Hackathons give the perfect opportunity to work on something you love – An idea that has not been considered before, or some automation that helps with my productivity, showcasing an integration that is not in the product pipeline, so many possibilities. I usually have a running list of such ideas I want to work on and pick one based on interests from other participants. Since my first hackathon at Shutterstock was within the first month of joining, I didn’t have a list to pick from. So I wanted to work on something that builds on my previous experience and something that has probably not been done before. While brainstorming a couple of different ideas, I found out Shutterstock doesn’t have a WordPress plugin and I thought this was a perfect opportunity for me to bring my previous experience as a WordPress dev to the company.

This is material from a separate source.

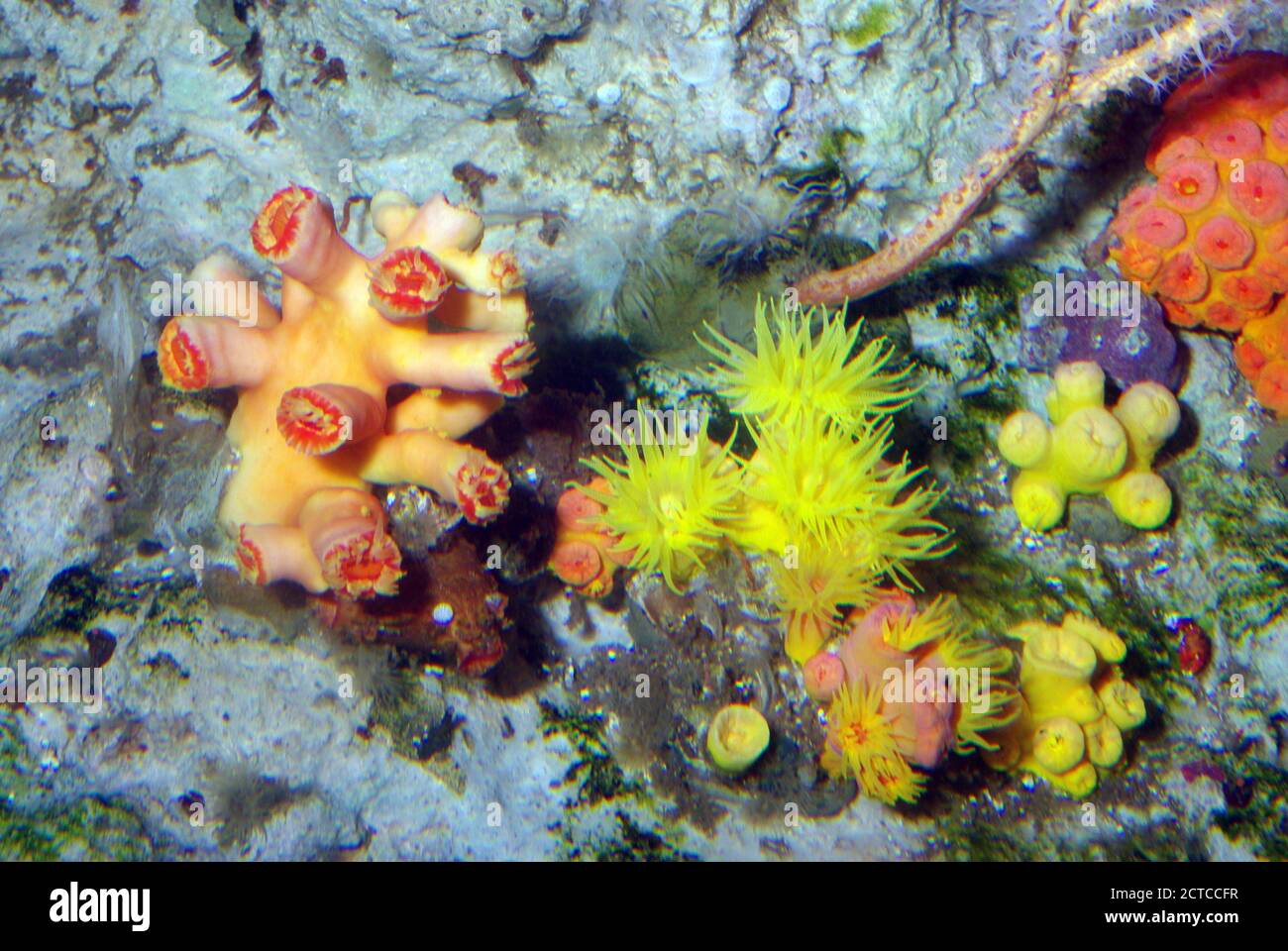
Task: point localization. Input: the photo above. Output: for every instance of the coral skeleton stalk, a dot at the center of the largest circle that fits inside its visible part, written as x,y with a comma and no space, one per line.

I worked with a PM to identify some use cases and identified the list of services and APIs I will need to integrate. Some of the APIs were public APIs, but some use cases required communicating with internal APIs, which also required a different method of authentication. So before starting coding, I reached out to those services’ teams and requested appropriate API access. What’s a hackathon without taking some shortcuts and hacks, so we can skip to the good parts? So in that spirit, I had to mock some API calls and hack together a demo that was presentable to convey the idea of the plugin. I also wanted to show a live demo, but we were required to present it from a shared laptop on the podium. So I had to make my application available on the internal network. ngrok provides a tunnel to localhost ports to public URLs. You can install ngork on mac with brew install ngrok
and create a tunnel to an application listening on port 80 with ngrok http 80
.
Once I had the tunnel created, I can open the ngrok URL from the podium laptop. ngrok has also come in handy in the past when trying to debug/ review teammates’ web applications running on their local machines.